Situação na Terra Santa
A perseguição aos cristãos não chegou claramente à Terra Santa. O alto número de migração se deve ao fator Israel e Palestina. Na região da Cisjordânia, a grande maioria é de religião Islâmica, mas o culto religioso encontra espaço para a liberdade com procissões realizadas pelas cidades, e as paróquias árabes seguem a vida com suas atividades.

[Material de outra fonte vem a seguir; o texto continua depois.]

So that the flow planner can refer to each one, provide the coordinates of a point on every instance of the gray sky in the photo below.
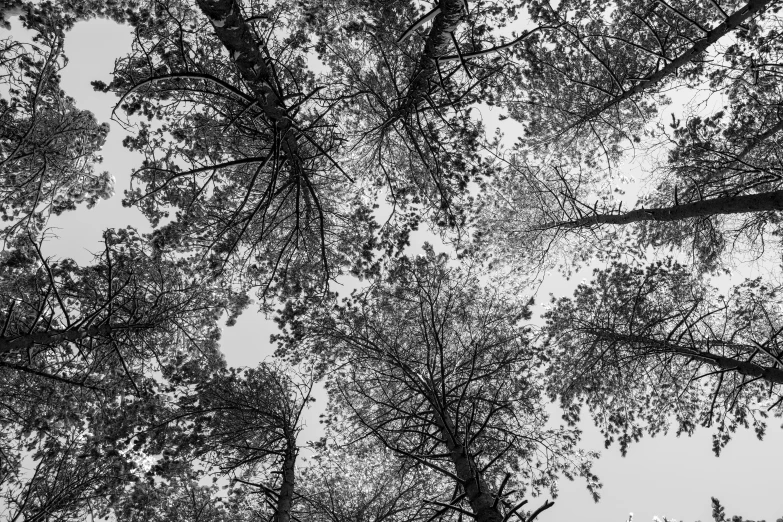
(661, 476)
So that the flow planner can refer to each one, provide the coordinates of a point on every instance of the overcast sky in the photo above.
(662, 476)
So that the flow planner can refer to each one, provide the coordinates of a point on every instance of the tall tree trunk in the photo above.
(238, 39)
(729, 24)
(10, 344)
(286, 497)
(481, 501)
(764, 202)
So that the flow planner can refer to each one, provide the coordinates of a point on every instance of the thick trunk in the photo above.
(237, 37)
(766, 201)
(481, 501)
(729, 24)
(438, 43)
(286, 497)
(772, 375)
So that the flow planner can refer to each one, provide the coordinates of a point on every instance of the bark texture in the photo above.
(772, 375)
(286, 497)
(766, 201)
(24, 342)
(481, 501)
(237, 37)
(437, 44)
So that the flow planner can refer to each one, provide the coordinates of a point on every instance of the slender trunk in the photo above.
(437, 44)
(286, 497)
(772, 375)
(238, 39)
(481, 501)
(729, 24)
(764, 202)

A ameaça de uma possível extinção, porém, também existe, pois as condições econômicas se tornam cada vez mais difíceis. Uma minoria cristã está presente na faixa de Gaza, um número que não passa de 1500 fiéis entre cristãos de rito latino e rito ortodoxo, que buscam viver sua fé numa realidade de guerras constantes e com pouca perspectiva de desenvolvimento.
A equipe do Jornalismo Canção Nova esteve, algumas vezes, nessas regiões e coletou entrevistas sobre as realidades vividas neste pequeno trecho de terra. Quando se fala de Faixa de Gaza, logo vêm à mente guerras, combates e divisões. Mas como as pessoas de lá vivem essa realidade? Confira dois testemunhos:
Hatem nasceu em Gaza e fez um apelo à Comunidade Internacional: “A Comunidade Internacional deve saber que Gaza está completamente destruída. O povo morre lentamente. Precisamos de ajuda para a população de Gaza. A situação dos cristãos é ainda mais difícil, não podemos trabalhar e não podemos sair. Nós, cristãos de Gaza, precisamos de ajuda, de assistência e trabalho. Deve-se dar oportunidade de trabalho aos jovens, pois nós, os pais, não temos trabalho, não temos salário, e isso não é justo”.

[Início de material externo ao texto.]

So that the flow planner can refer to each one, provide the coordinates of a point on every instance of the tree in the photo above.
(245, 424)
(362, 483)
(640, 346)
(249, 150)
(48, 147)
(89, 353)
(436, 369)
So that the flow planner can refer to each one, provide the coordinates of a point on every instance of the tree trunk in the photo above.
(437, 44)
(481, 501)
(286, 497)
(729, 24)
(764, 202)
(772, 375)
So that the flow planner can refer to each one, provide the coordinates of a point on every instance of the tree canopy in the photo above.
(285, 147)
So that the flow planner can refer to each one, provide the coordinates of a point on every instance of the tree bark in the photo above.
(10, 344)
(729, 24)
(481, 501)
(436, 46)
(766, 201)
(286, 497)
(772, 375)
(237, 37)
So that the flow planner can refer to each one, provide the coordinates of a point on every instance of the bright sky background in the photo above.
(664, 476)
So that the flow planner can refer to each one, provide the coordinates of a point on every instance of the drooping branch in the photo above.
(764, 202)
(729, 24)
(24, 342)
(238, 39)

Dalia, uma jovem de 18 anos, também relata seu drama: “Depois de terminar meus estudos universitários, permaneci em casa, fiz somente quatro meses de experiência junto a um instituto de crédito. Quando saio de casa, tenho medo. Se vou de um lugar a outro, tenho medo de não conseguir voltar para casa. Nas ruas, vemos mulheres com véu; em algumas regiões, as mulheres sem véu não são aceitas. Aqui, existem pessoas que não sabem nem o que é ser cristão. É muito difícil! Vivo na esperança de um dia deixar Gaza. Eu penso que essa situação será pior daqui a 10 anos. A mentalidade das pessoas está em constante declínio, em direção ao extremismo. Não existe vida para os adultos. Agora, imagine a vida para os jovens! Se nós, como cristãos, quisermos viver com segurança em Gaza, devemos permanecer dentro de casa. Sempre escutamos dizer que os jovens correm risco se não estiverem em casa. Por tanto só deixamos nossas casas em companhia da nossa família.”